Finding out whether you’re getting the best available price for a stock trade is easy these days, thanks to the wide availability of real-time quotes. If you want to get the latest quote for, say, General Electric (ticker: GE), you just type the ticker into a quote box. Bond-price quotes, particularly for the many thinly traded names, are considerably more difficult to locate than stocks’. The market’s complexity is partly to blame. There is one class of GE stock available in the U.S., but many, many more GE bond issues, all at varying interest rates and maturity dates.
During June, the NYSE will launch a bond-information site at http://www.nyse.com/bonds that will provide 20-minute delayed bond-price quotes as well as a look at the market for individual bonds. The site will contain listings of all available bonds and give users the ability to search the inventory, based on criteria such as maturity date, coupon, and industry sector.
What will this mean to individual investors? The NYSE’s goal, according to John Holman, vice president and head of fixed income for the exchange, is to open up the bond market, increasing the visibility of pricing and adding liquidity. Holman says that the NYSE is making it simpler for liquidity providers, such as brokerage houses, to link into the platform.
“Having centralized information always drives the cost of execution down, which is an advantage to the retail investor,” adds Holman.
The new platform started with 1,000 bonds and is adding about 500 new issues every few days with the eventual goal of 5,000 to 6,000. Government bonds will eventually be available.
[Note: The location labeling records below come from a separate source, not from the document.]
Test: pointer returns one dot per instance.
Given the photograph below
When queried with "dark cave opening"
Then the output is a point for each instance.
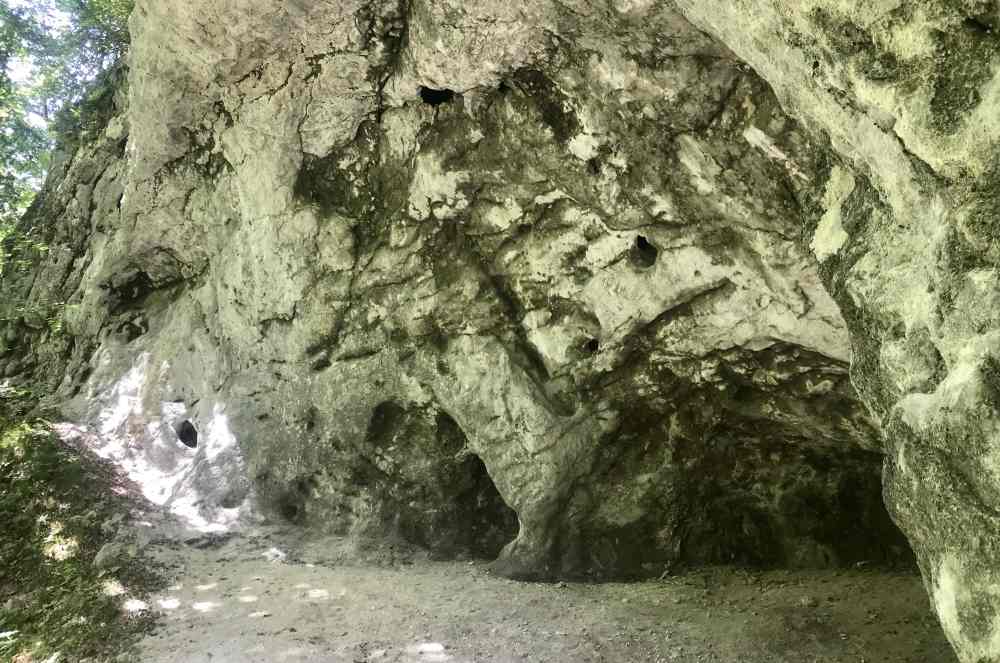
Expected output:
(433, 97)
(643, 253)
(187, 434)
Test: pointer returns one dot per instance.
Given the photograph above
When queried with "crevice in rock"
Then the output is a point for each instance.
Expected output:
(187, 434)
(436, 98)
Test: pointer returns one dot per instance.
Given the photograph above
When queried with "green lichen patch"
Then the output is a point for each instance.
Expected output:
(966, 58)
(53, 503)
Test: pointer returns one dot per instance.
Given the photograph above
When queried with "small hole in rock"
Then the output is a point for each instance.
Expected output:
(436, 97)
(187, 434)
(644, 254)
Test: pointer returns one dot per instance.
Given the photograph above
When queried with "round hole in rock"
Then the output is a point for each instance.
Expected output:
(643, 253)
(436, 97)
(187, 434)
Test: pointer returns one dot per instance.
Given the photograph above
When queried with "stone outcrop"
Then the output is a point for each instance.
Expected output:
(572, 284)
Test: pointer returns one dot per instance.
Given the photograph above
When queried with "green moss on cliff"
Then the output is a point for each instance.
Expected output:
(56, 505)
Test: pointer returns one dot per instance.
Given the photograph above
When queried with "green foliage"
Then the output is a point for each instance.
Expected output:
(53, 502)
(59, 48)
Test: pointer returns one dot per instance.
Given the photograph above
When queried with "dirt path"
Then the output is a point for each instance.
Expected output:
(248, 600)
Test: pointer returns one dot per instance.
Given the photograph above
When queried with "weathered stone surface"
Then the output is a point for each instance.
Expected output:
(576, 280)
(907, 95)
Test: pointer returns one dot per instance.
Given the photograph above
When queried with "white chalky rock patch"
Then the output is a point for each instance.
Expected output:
(830, 235)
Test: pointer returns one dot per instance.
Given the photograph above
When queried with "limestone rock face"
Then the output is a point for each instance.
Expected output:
(574, 284)
(906, 93)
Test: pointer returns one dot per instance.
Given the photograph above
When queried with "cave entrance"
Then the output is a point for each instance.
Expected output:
(436, 494)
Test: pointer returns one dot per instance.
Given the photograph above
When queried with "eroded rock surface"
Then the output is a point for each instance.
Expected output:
(549, 280)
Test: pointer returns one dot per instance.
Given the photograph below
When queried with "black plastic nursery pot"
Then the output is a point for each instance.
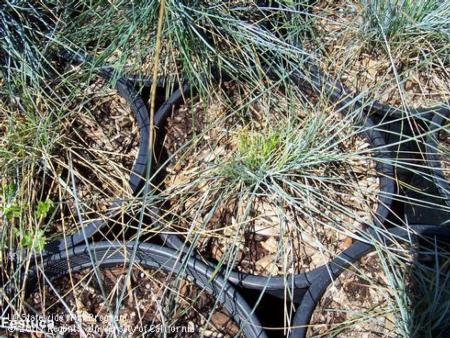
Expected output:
(154, 257)
(434, 159)
(90, 227)
(353, 254)
(277, 285)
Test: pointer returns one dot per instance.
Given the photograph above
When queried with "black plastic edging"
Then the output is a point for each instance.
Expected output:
(434, 159)
(105, 254)
(350, 256)
(126, 90)
(277, 285)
Currently, brokers that allow their customers to trade using Townsend Analytic’s RealTick platform, including Terra Nova Trading and MasterTrader, can view data and place trades on the NYSE bond platform. Holman says several online brokers, including Fidelity, are currently working on giving their customers access. “We hope the online discount brokers hook up to us,” says Holman.
Why We Prefer Barron’s
Consumer Reports magazine’s newly released ranking of online brokerages is strikingly different than the one Barron’s compiled back in March. CR’s top-ranked firm, Firstrade, for instance, came in tenth in our comparable category and its runner-up, E*Trade, was sixth in Barron’s.
Some readers have inquired about the differences. Actually, the results aren’t so shocking in light of the criteria the two publications use. We’re definitely biased, but we happen to like ours better.
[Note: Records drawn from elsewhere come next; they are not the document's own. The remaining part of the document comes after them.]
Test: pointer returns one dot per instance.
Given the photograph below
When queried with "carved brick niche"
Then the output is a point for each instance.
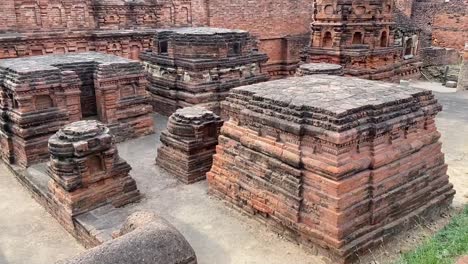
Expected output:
(39, 95)
(338, 163)
(198, 66)
(86, 171)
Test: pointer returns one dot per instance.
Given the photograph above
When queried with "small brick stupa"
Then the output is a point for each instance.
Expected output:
(199, 65)
(41, 94)
(86, 171)
(337, 163)
(189, 143)
(319, 68)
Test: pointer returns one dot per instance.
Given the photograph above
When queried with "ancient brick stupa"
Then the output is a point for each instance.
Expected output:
(86, 171)
(189, 143)
(360, 36)
(319, 68)
(198, 66)
(39, 95)
(337, 163)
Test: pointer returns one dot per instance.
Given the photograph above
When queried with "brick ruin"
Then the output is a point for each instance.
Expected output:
(463, 77)
(337, 163)
(189, 143)
(124, 28)
(86, 172)
(442, 23)
(198, 66)
(319, 68)
(41, 94)
(361, 37)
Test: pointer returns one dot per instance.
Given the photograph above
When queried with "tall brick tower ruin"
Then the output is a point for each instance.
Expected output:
(360, 36)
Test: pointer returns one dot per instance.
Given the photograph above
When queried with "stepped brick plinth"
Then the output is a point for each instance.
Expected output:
(189, 143)
(319, 68)
(337, 163)
(362, 37)
(39, 95)
(198, 66)
(86, 171)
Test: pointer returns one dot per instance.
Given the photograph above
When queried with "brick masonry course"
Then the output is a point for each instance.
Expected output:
(336, 163)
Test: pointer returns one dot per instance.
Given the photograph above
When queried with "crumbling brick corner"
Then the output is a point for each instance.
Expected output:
(189, 143)
(336, 163)
(86, 172)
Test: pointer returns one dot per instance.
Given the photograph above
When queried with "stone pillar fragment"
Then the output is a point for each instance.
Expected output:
(189, 143)
(86, 171)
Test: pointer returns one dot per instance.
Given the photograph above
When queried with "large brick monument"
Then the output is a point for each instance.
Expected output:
(189, 143)
(86, 172)
(198, 66)
(40, 94)
(337, 163)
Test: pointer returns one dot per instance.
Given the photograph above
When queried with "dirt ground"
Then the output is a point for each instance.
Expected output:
(218, 234)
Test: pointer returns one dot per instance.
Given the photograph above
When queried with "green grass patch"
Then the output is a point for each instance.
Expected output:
(445, 247)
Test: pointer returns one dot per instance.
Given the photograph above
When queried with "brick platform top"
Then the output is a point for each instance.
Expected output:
(333, 103)
(194, 115)
(320, 67)
(49, 62)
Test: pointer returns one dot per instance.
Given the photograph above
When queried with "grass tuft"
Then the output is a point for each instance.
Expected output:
(445, 247)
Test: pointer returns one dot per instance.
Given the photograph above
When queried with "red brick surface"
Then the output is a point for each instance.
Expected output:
(338, 175)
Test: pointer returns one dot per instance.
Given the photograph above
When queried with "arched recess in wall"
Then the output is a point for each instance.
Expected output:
(78, 14)
(383, 39)
(357, 38)
(95, 164)
(43, 102)
(327, 41)
(29, 16)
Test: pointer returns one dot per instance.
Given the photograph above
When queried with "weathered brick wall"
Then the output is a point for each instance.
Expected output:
(435, 56)
(450, 28)
(265, 18)
(8, 16)
(442, 23)
(405, 6)
(271, 21)
(48, 14)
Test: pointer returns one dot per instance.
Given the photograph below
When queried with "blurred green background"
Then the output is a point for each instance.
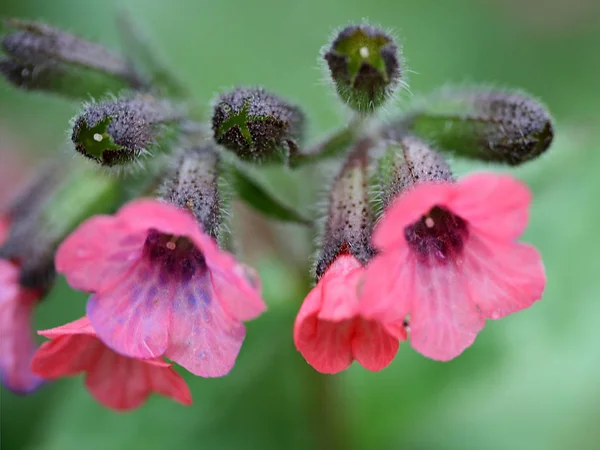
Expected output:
(530, 381)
The differences mostly stem from the target audiences. Barron’s seeks to address a more sophisticated investor with a more comprehensive array of broker tests. Our online-brokerage client profile is a relatively wealthy individual with at least $100,000 in his or her account who is a moderately active trader and technologically savvy. Consumer Reports’ Money Lab’s target reader is a “typical small” investor who, the service says, “makes two or three stock trades a month at most” and “adds steadily to...core mutual-fund holdings.”
CR rates only Web-based systems (Barron’s also assesses software-based brokers) on trading cost and scope, minimum trade fees, mutual-fund programs, the number of mutual funds available without a transaction fee, banking and asset-management services, the amount of free research and education tools, and customer support.
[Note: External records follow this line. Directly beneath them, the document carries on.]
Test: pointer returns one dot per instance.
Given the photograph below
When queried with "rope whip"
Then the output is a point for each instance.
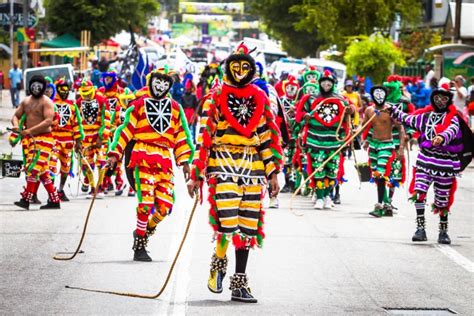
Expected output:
(170, 272)
(330, 158)
(84, 229)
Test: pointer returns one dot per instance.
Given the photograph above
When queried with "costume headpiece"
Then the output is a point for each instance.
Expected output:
(240, 66)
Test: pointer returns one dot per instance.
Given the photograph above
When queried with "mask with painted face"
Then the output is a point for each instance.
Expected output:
(159, 84)
(240, 67)
(37, 86)
(379, 95)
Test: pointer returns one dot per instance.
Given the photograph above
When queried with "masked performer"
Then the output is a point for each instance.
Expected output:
(324, 118)
(381, 148)
(158, 126)
(111, 91)
(239, 152)
(439, 159)
(96, 124)
(68, 132)
(39, 115)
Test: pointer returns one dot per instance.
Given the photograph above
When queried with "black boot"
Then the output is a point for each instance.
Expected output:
(139, 244)
(51, 206)
(443, 237)
(240, 289)
(217, 274)
(420, 234)
(62, 196)
(23, 203)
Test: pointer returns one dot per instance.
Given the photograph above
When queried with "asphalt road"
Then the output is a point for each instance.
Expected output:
(337, 262)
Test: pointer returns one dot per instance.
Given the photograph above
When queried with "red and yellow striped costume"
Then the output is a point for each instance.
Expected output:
(237, 160)
(66, 132)
(95, 127)
(151, 155)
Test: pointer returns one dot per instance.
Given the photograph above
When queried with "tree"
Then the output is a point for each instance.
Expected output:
(104, 18)
(373, 57)
(279, 23)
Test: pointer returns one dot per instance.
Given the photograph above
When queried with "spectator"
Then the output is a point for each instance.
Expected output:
(16, 78)
(460, 94)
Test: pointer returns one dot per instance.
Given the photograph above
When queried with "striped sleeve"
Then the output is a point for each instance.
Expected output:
(451, 132)
(124, 132)
(183, 149)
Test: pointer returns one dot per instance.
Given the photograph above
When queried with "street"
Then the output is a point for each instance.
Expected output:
(335, 262)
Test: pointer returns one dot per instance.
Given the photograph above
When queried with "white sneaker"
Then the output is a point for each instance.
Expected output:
(328, 203)
(274, 203)
(319, 205)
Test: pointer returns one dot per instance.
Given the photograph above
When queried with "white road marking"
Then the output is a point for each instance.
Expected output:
(456, 257)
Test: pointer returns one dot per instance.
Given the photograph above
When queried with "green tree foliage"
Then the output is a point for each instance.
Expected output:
(103, 18)
(373, 56)
(280, 23)
(335, 20)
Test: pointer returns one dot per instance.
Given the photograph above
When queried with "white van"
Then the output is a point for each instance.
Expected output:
(339, 69)
(54, 72)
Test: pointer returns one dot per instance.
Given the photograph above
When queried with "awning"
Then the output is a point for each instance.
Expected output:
(70, 52)
(62, 41)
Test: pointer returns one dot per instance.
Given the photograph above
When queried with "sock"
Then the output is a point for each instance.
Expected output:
(143, 210)
(380, 190)
(241, 258)
(49, 186)
(221, 249)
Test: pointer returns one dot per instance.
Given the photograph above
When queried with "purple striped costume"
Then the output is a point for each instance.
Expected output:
(435, 165)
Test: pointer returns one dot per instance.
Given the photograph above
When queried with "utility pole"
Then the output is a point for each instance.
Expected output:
(457, 22)
(12, 22)
(24, 55)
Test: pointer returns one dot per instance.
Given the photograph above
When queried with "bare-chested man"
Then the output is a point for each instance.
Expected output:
(36, 132)
(381, 148)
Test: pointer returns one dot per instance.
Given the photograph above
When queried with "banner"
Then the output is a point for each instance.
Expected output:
(214, 8)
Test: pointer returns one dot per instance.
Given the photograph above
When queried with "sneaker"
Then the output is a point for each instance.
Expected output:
(319, 205)
(420, 235)
(327, 203)
(274, 203)
(62, 196)
(443, 238)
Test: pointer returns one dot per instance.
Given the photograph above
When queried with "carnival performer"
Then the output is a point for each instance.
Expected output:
(158, 126)
(290, 88)
(381, 148)
(111, 90)
(96, 124)
(438, 160)
(324, 118)
(68, 133)
(39, 114)
(239, 151)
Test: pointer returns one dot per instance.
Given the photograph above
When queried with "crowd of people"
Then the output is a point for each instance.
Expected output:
(235, 131)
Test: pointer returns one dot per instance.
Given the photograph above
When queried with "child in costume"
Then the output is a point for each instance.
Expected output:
(68, 132)
(381, 147)
(36, 114)
(95, 118)
(158, 126)
(323, 120)
(239, 151)
(111, 90)
(438, 162)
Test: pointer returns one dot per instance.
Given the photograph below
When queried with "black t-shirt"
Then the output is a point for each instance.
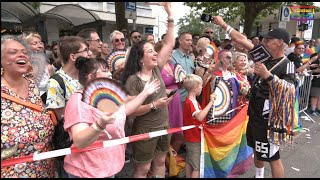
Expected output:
(285, 70)
(297, 60)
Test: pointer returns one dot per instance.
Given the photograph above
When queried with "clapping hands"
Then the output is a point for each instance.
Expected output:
(152, 86)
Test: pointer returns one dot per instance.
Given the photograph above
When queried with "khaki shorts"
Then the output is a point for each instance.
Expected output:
(145, 150)
(193, 154)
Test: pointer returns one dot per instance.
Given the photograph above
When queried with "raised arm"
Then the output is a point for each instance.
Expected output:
(235, 35)
(169, 40)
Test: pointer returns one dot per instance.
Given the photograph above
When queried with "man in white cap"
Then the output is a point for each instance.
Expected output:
(275, 41)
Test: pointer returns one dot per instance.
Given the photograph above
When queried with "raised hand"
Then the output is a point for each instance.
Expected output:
(261, 70)
(212, 97)
(167, 7)
(152, 86)
(162, 102)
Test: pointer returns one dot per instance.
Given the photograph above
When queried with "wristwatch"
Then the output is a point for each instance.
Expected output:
(269, 78)
(153, 107)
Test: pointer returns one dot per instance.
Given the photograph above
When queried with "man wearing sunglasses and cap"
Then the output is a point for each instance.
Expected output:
(118, 41)
(265, 148)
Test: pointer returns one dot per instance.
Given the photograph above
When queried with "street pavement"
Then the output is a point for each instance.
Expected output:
(300, 159)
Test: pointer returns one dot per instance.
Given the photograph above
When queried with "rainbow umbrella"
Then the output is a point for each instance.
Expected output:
(308, 52)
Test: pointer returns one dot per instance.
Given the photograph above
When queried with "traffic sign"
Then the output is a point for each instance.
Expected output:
(131, 15)
(149, 30)
(131, 6)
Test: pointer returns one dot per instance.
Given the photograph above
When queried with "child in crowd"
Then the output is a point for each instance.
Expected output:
(194, 115)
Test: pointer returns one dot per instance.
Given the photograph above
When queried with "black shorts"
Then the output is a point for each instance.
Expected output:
(257, 132)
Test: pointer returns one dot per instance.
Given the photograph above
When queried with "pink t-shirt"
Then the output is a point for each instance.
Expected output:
(98, 163)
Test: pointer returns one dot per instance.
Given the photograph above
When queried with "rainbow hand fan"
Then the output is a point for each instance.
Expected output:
(104, 94)
(116, 59)
(179, 73)
(308, 52)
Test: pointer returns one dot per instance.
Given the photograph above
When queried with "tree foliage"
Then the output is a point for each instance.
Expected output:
(249, 12)
(121, 21)
(191, 23)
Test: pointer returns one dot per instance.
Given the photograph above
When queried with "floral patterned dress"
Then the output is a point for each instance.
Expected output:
(25, 132)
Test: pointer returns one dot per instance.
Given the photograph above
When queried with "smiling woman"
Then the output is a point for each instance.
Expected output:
(24, 130)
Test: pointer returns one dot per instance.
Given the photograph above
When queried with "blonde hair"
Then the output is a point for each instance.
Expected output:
(30, 35)
(203, 43)
(114, 33)
(191, 81)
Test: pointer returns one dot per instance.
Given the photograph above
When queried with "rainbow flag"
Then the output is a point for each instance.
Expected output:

Barron’s evaluates the trade experience, technology, usability, product selection (with partial credit for items available only via a live broker), research amenities, portfolio analysis and reporting (with an emphasis on tax reporting), the quality of help and means of access, and costs of the Website or software program.
For Barron’s, high-quality trade execution, smart-order routing technology (which finds the best bid or offer), and the absence of internalized orders and reliance on payment for order flow were necessary to earn a high rating. CR’s rankings don’t consider any of these criteria.
Another key difference: Our emphasis is on hands-on testing. We get a trading account with each broker, and run the sites and software offerings through a comprehensive script. I’ll leave it at that.